Pochi giorni fa l’esercito del Camerun ha ucciso 116 miliziani nigeriani di Boko Haram, nel corso di un attacco del gruppo islamico contro una base militare nel nord del Paese, al confine con la Nigeria. E’ solo l’ultimo episodio di uno stillicidio di azioni militari e violenze compiute dagli islamisti che, da mesi, si sono infiltrati nell’estremo nord del Camerun.
In quella zona opera un missionario italiano, fratel Fabio Mussi, membro del Pontificio Istituto Missioni Estere (Pime); in qualità di responsabile della Caritas della diocesi di Yagoua, si prende cura di migliaia di cristiani e musulmani sfollati dalla vicina Nigeria sotto l’urto di Boko Haram.
Raggiunto da Vatican Insider, fratel Mussi racconta: «Le notizie di incursioni ed attacchi terroristici si susseguono quotidianamente e si bilanciano con le azioni delle forze armate del Camerun. Nel territorio della nostra diocesi è stato scoperto un campo di addestramento per bambini e individuate alcune ragazze che si stavano infiltrando in scuole o altri incontri con addosso esplosivi. Di recente è stato arrestato un giovane handicappato musulmano che si era recato in moschea portando sotto la tunica 2 kalashnikov: è stato denunciato da un ragazzino nigeriano che lo ha riconosciuto come colui che “uccide sgozzando i prigionieri”. Al momento le autorità sono riuscite a bloccare questi tentativi, ma si teme che si ripetano altrove».
Il Natale appena trascorso è stato celebrato in un clima insolito, sotto il segno dell’incertezza. «Alcune chiese importanti della città di Maroua, nel Nord del Camerun, sono state presidiate da militari e in qualche caso i fedeli hanno dovuto accettare di passare da un metal detector. Questione di prudenza, ma si sono evitati disastri».
Continua fratel Fabio: «La località di Fotokol è attualmente al centro delle azioni di guerra nella Provincia di Logone e Chari. Contemporaneamente è anche luogo di accoglienza per molti rifugiati e sfollati della regione; attualmente ci sono circa 4.000 persone in situazione di precarietà, essenzialmente donne e bambini». Per rendersi conto in prima persona della situazione fratel Mussi ha compiuto una visita alla frontiera con la Nigeria dal 9 al 15 dicembre. «Il viaggio si è svolto senza grossi problemi –spiega - anche se è stato pesante per le nuove piste che abbiamo dovuto percorrere in modo da evitare le strade ancora minate».
«Certo – continua - è un grosso rischio da correre, ma è anche una battaglia contro chi vuole distruggere tutto quel poco che c’è di buono. Le azioni militari non possono risolvere tutti i problemi con le armi. C’è bisogno di altre azioni positive che costruiscano una realtà che guarda con fiducia al futuro». E aggiunge: «La nostra azione è ben poca cosa di fronte alla gravità della situazione.

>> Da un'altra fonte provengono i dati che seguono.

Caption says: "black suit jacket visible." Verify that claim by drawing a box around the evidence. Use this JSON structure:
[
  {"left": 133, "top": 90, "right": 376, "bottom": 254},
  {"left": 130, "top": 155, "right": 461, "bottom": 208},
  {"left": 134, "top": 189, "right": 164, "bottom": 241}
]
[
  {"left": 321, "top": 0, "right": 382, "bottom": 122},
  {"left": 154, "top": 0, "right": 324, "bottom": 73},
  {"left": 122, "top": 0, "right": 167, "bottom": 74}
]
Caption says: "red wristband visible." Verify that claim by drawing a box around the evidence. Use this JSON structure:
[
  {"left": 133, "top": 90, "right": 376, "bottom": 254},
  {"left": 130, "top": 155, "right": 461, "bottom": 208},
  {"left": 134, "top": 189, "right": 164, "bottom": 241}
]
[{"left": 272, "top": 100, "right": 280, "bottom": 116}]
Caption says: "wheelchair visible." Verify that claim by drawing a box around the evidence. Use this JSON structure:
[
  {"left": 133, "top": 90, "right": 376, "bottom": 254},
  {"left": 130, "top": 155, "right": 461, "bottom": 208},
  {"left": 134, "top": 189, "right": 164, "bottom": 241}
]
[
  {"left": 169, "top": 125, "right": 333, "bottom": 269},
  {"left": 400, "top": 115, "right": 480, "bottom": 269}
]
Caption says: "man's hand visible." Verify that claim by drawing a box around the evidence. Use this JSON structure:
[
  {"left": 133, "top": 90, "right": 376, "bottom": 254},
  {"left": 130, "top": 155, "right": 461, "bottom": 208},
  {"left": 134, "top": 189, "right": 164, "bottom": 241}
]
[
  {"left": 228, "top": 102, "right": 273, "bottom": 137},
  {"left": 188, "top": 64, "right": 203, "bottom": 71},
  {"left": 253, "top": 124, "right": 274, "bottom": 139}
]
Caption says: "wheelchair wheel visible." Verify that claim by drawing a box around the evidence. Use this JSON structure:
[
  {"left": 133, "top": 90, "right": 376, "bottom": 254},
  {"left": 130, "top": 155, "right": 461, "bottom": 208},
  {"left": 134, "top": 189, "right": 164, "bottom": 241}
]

Tuttavia siamo convinti che far arrivare dei viveri di prima necessità a centinaia di persone che sono abbandonate ed emarginate, grazie anche al sostegno della Fondazione Pime, sia già dare una nuova speranza a questa gente». In questi giorni a Fotokol si stanno distribuendo viveri che sono stati inviati da Caritas Yagoua. Inoltre, si sta preparando un nuovo carico di medicinali che partirà a inizio 2015.

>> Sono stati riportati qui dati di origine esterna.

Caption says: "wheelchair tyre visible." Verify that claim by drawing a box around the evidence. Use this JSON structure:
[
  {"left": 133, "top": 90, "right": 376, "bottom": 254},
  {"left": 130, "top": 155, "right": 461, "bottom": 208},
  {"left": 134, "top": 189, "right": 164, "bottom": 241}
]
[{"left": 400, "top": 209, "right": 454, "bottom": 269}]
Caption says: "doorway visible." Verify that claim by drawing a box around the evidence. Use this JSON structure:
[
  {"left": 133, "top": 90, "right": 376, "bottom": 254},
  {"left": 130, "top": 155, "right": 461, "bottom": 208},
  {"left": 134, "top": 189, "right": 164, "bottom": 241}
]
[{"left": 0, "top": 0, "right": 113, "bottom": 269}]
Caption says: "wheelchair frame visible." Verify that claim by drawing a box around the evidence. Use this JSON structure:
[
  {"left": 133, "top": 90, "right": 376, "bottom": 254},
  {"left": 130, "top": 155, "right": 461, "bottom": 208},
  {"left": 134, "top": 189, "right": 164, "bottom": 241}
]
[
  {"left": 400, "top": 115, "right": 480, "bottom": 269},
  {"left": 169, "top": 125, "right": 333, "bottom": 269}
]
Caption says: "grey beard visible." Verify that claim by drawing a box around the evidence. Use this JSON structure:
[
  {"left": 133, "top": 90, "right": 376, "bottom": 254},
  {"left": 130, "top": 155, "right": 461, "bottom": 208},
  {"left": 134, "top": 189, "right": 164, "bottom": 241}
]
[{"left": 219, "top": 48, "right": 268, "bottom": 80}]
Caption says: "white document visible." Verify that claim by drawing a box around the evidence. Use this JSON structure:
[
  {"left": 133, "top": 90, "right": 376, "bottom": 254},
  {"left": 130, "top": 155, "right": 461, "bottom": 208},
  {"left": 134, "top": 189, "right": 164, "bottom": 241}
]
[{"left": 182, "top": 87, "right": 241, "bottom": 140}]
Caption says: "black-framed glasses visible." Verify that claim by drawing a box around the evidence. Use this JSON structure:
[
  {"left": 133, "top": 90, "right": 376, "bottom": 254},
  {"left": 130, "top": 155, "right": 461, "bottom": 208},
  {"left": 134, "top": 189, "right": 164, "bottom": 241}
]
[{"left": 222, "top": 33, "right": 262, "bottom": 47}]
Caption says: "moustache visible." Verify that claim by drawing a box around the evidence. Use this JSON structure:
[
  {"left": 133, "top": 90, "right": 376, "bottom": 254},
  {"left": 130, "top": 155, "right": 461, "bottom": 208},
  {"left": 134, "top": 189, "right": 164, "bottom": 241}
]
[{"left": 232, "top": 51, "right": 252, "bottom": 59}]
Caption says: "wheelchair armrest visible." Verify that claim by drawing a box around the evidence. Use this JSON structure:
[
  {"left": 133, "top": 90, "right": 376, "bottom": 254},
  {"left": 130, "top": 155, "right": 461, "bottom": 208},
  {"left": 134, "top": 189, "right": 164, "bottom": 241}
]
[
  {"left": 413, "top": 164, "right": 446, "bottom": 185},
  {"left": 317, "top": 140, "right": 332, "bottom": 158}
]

Conclude fratel Mussi: «Anche se può sembrare meno importante, in una situazione di guerra come quella in cui viviamo, ci stiamo impegnando - grazie anche al sostegno di molti amici in Italia - a far riprendere la scuola a circa 300 bambini e giovani che sono fuggiti dai villaggi frontalieri, bersaglio di azioni di guerra. Le autorità hanno chiuso tutte le scuole elementari e superiori delle località a meno di 15 km dalla frontiera, e così migliaia di bambini e giovani sono a casa, sulla strada. Ora, lasciare senza prospettiva questi ragazzi è un grande rischio, perché possono diventare facile preda degli estremisti di Boko Haram, pronti ad arruolare bambini e giovani per farne carne da macello. Il fatto che in molte scuole coraniche della zona il numero di adolescenti sia diminuito sensibilmente è già un fatto preoccupante e riconducibile (forse) a questa particolare soluzione. Per questo, mantenere aperte le scuole, pur con tutte le difficoltà oggettive di sicurezza, è una sfida da affrontare con decisione. Anche la diocesi di Yagoua ha voluto tenere aperte le scuole cattoliche della Provincia, e avviare, seppur in circostanza a dir poco favorevoli, un Liceo bilingue proprio nella città di Kousseri, capoluogo della provincia più martoriata, per attestare la volontà di continuare ad educare la gioventù su valori positivi e aperti al futuro».